Detrimental effects of long sedentary bouts on the biomechanical response of cartilage to sliding.

Purpose/Aim: Epidemiological evidence suggests, contrary to popular mythos, that increased exercise/joint activity does not place articular cartilage at increased risk of disease, but instead promotes joint health. One explanation for this might be activity-induced cartilage rehydration; where joint articulation drives restoration of tissue hydration, thickness, and dependent tribomechanical outcomes (e.g., load support, stiffness, and lubricity) lost to joint loading.
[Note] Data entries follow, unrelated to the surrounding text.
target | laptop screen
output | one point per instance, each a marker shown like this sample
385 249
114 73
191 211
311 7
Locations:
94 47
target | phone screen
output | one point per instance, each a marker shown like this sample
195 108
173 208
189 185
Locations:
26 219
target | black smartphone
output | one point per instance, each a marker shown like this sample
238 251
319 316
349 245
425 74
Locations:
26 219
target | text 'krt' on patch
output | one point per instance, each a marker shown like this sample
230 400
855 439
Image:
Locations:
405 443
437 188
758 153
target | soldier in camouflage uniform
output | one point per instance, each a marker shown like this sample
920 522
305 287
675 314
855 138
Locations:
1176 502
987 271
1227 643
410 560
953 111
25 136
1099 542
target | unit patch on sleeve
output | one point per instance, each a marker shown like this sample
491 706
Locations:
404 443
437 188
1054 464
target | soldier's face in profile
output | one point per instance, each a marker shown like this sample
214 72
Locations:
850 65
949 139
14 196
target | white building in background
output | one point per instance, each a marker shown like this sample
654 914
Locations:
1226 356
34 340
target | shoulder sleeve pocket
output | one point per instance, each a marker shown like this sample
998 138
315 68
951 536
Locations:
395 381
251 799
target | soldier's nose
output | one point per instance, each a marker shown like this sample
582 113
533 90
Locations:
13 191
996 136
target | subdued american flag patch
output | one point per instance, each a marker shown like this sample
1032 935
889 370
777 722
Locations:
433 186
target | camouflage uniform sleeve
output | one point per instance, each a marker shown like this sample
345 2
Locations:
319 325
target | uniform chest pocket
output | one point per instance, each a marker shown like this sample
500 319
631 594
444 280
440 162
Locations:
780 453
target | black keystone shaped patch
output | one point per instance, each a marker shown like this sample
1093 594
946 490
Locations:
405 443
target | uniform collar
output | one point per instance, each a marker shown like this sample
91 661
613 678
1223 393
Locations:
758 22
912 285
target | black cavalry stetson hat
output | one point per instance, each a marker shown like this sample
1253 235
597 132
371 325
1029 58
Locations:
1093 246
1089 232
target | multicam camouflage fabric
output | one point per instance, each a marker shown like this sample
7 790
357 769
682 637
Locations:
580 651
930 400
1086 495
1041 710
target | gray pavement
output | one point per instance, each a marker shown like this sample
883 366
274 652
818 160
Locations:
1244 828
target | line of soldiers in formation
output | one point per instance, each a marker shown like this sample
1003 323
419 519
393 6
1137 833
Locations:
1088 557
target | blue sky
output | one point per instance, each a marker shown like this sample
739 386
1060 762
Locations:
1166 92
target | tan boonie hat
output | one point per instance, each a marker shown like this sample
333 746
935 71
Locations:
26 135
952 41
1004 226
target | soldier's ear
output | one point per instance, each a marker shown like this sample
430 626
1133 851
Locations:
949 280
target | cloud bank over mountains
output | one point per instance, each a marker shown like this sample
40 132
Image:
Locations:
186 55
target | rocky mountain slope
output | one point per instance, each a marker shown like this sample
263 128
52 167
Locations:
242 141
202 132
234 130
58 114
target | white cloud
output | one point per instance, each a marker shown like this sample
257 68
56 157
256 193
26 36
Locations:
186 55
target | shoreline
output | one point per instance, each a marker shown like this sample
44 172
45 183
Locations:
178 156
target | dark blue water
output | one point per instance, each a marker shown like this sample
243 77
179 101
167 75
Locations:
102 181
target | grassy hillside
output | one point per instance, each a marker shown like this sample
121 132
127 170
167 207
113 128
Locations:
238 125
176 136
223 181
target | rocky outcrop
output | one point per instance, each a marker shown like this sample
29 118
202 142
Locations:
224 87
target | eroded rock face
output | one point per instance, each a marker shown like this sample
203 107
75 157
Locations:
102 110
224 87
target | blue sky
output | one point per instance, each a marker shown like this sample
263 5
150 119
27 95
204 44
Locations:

However, there have been no studies investigating how patterning of intermittent articulation influences the hydration and biomechanical functions of cartilage.Materials and Methods: Here we leveraged the convergent stationary contact area (cSCA) testing configuration and its unique ability to drive tribological rehydration, to elucidate how intermittency of activity affects the biomechanical functions of bovine stifle cartilage under well-controlled sliding conditions that have been designed to model a typical "day" of human joint activity.Results: For a fixed volume of "daily" activity (30 min) and sedentary time (60 min), breaking up intermittent activity into longer and less-frequent bouts (corresponding to longer continuous sedentary periods) resulted in the exposure of articular cartilage to markedly greater strains, losses of interstitial pressure, and friction coefficients.Conclusions: These results demonstrated that the regularity of ex vivo activity regimens, specifically the duration of sedentary bouts, had a dominant effect on the biomechanical functions of articular cartilage. In more practical terms, the results suggest that brief but regular movement patterns (e.g., every hour) may be biomechanically preferred to long and infrequent movement patterns (e.g., a long walk after a sedentary day) when controlling for daily activity volume (e.g., 30 min).